Ritrovato Nicola, ma varie cose non tornano: dai sandali all’allarme tardivo, il punto della situazione

Le tracce di sangue e la distanza dalla sua abitazione: ecco quali sono i punti poco chiari


NAZIONALE – Risale a poche ore fa la notizia del ritrovamento del piccolo Nicola, il bimbo di appena 21 mesi scomparso dalla sua casa a Palazzuolo sul Senio. Da quanto spiegato dalla prefettura, il bimbo, Nicola Tanturli, sarebbe stato trovato a circa tre chilometri dalla sua abitazione.  E’ stato un giornalista della Vita in diretta della Rai, Giuseppe Di Tommaso, a far ritrovare il piccolo Nicola: risalendo versa la casa del bambino ha sentito rumori e lamenti.

Tuttavia, ci sono alcune cose che non tornano in quest’intricata vicenda risoltasi, per fortuna, nel migliore dei modi. Una di queste riguarda i sandali che il piccolo aveva addosso quando è stato preso in braccio dal luogotenente Danilo Ciccarelli: sarebbe possibile che un bambino di 21 mesi sia stato messo nel letto della camera matrimoniale con le scarpe? Oppure che una volta svegliato sia stato in grado di calzare i sandali da solo?

Un altro punto riguarda la distanza: come riportato dal Corriere Nicola è stato ritrovato dopo 30 ore a circa 2,5 chilometri di distanza dalla sua abitazione.
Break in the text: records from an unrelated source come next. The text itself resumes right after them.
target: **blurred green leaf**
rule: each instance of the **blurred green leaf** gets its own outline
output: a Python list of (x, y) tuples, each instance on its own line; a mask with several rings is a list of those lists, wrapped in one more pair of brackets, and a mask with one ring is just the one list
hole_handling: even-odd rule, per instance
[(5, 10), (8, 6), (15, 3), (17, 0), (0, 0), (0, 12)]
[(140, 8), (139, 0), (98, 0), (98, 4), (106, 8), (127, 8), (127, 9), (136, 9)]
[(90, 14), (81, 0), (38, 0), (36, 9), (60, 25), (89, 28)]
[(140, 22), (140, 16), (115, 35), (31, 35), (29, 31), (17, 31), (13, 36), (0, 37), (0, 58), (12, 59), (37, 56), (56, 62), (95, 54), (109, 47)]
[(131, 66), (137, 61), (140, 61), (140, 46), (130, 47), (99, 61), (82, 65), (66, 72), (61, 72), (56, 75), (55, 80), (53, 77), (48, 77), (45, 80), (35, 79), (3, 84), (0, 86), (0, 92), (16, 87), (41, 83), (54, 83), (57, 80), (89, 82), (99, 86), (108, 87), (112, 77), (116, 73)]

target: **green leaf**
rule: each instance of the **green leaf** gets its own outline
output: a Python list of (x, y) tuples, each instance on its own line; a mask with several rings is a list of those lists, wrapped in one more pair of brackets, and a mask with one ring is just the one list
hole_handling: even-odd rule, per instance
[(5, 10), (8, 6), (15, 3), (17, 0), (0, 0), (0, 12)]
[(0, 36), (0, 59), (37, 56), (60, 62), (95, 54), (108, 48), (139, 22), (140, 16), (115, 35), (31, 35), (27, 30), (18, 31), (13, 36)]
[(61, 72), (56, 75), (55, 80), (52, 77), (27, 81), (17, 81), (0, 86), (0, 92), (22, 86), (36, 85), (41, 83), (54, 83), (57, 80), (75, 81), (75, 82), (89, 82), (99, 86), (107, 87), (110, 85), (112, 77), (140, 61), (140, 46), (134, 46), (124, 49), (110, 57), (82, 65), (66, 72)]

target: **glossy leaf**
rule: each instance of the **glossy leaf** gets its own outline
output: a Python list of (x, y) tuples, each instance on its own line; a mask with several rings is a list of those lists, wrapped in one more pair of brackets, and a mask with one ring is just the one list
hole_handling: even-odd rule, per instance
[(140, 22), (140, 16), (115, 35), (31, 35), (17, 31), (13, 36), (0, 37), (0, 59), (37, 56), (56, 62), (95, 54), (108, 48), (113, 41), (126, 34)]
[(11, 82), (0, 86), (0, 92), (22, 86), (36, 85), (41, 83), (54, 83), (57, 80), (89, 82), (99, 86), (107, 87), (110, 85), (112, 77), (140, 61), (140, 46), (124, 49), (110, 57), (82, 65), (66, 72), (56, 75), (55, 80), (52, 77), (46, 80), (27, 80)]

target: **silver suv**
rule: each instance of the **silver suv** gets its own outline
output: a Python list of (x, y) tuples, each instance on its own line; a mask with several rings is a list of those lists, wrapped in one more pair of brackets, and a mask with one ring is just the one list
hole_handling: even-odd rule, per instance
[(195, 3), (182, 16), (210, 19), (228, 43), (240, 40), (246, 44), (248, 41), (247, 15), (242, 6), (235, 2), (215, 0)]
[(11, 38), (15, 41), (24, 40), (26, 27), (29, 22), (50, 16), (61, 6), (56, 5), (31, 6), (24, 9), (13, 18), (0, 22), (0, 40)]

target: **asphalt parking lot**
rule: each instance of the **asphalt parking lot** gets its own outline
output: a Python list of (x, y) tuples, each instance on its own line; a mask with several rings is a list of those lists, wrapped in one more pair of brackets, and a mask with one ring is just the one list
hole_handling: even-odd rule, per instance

Queste le parole del luogotenente Ciccarelli: «L’erba non era schiacciata, la mia impressione è che lì non avesse passato la notte». I cani molecolari, che sono passati proprio in quella zona, non hanno fiutato nulla di Nicola. Le ipotesi sono che il piccolo di 21 mesi abbia dunque percorso circa 4 chilometri a piedi passando da strade sterrate e finendo sulla statale oppure che abbia percorso il canalone all’interno del bosco di due chilometri.

Altro punto riguarda il fatto che i genitori abbiano riferito che lunedì sera alle 24 il piccolo non c’era più. Lo hanno cercato e hanno dato l’allarme alle 9 del giorno successivo. In pratica: le ricerche sono state fatte attivare nove ore dopo la scomparsa. Infine la storia del sangue: i carabinieri hanno trovato tracce di sangue in corrispondenza della porta di casa. Non soltanto sarà importante capire se appartiene a Nicola, ma anche stabilire come mai fosse proprio lì.